- Interactive map of Ain Harcha
- Country: Lebanon
- Governorate: Beqaa Governorate
- District: Rashaya District
- Elevation: 3,900 ft (1,200 m)

= Ain Harcha =

Ain Harcha ((عين حرشة), also spelled Ain Hircha) is a village situated in the Rashaya District and south of the Beqaa Governorate in Lebanon. It is located east of Mount Hermon close to the Syrian border south of Dahr El Ahmar. The village is home to a Roman temple.

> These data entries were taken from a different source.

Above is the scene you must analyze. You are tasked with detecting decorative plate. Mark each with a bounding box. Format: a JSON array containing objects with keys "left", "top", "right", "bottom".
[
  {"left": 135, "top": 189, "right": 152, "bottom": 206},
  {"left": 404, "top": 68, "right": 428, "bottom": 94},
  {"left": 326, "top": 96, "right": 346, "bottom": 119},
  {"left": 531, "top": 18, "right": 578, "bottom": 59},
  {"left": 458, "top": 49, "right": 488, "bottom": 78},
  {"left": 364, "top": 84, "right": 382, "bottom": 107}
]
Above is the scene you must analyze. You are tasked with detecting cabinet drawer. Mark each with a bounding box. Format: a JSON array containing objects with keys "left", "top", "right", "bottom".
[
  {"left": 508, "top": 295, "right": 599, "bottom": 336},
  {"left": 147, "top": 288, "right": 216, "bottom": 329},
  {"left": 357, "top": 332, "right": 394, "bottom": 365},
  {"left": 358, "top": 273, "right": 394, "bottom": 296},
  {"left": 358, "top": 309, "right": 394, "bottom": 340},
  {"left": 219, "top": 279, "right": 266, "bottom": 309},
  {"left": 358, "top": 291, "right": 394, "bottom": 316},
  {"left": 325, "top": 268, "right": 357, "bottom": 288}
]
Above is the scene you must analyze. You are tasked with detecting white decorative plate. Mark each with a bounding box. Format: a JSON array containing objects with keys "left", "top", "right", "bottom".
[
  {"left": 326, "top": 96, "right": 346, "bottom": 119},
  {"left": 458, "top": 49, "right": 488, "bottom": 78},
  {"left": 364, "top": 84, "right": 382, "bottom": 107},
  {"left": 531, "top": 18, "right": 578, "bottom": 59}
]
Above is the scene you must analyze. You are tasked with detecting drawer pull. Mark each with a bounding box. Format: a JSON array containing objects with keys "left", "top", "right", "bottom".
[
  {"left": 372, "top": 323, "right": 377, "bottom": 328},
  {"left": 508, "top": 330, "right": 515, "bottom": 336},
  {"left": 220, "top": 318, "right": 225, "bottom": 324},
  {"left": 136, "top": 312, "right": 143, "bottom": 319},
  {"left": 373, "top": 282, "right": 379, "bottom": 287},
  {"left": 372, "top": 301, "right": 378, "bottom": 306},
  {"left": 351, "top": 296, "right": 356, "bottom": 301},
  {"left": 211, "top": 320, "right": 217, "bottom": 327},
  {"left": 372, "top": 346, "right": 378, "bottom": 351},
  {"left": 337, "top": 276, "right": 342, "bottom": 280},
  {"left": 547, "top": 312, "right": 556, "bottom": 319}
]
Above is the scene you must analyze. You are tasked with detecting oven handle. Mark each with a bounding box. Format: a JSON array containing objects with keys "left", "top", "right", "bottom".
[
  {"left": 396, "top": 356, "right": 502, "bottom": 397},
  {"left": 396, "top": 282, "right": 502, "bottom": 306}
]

The village sits ca. 1200 m above sea level and the name is claimed in Aramaic to mean "house of spirits" or "place of worship" with some seeing this as derived from "the feast of sorceries" due to local folklore suggesting an evil spirit of Ain Al-Horsh inhabits the springs of Lebanon.

==History==
In 1838, Eli Smith noted Ain Harshy's population as being Druze and Christians.

The temple and archaeological site at Ain Harcha were amongst 34 cultural heritage properties given enhanced protection by UNESCO to safeguard them during the Israeli invasion of Lebanon in 2024.

==Roman temple==
2 km (about a forty-minute walk) along a rocky path, on a ridge-top to the west, 525 m higher than the village sits one of the best examples of a Roman temple in the vicinity of Mount Hermon. The temple of Ain Harcha can also be reached by walking down from the village of Ain Ata. It was restored in 1938-1939 and dates, based on a Greek inscription on one of the blocks, to 114-115 AD. The temple is built of limestone, opens to the east and blends in with the landscape. The pediment and west wall are in particularly good condition and two columns bases show what supported the beams and roof. Carved blocks show busts of Selene, the moon goddess and Helios, the sun god. Around the site are remnants of ancient habitations and tombs.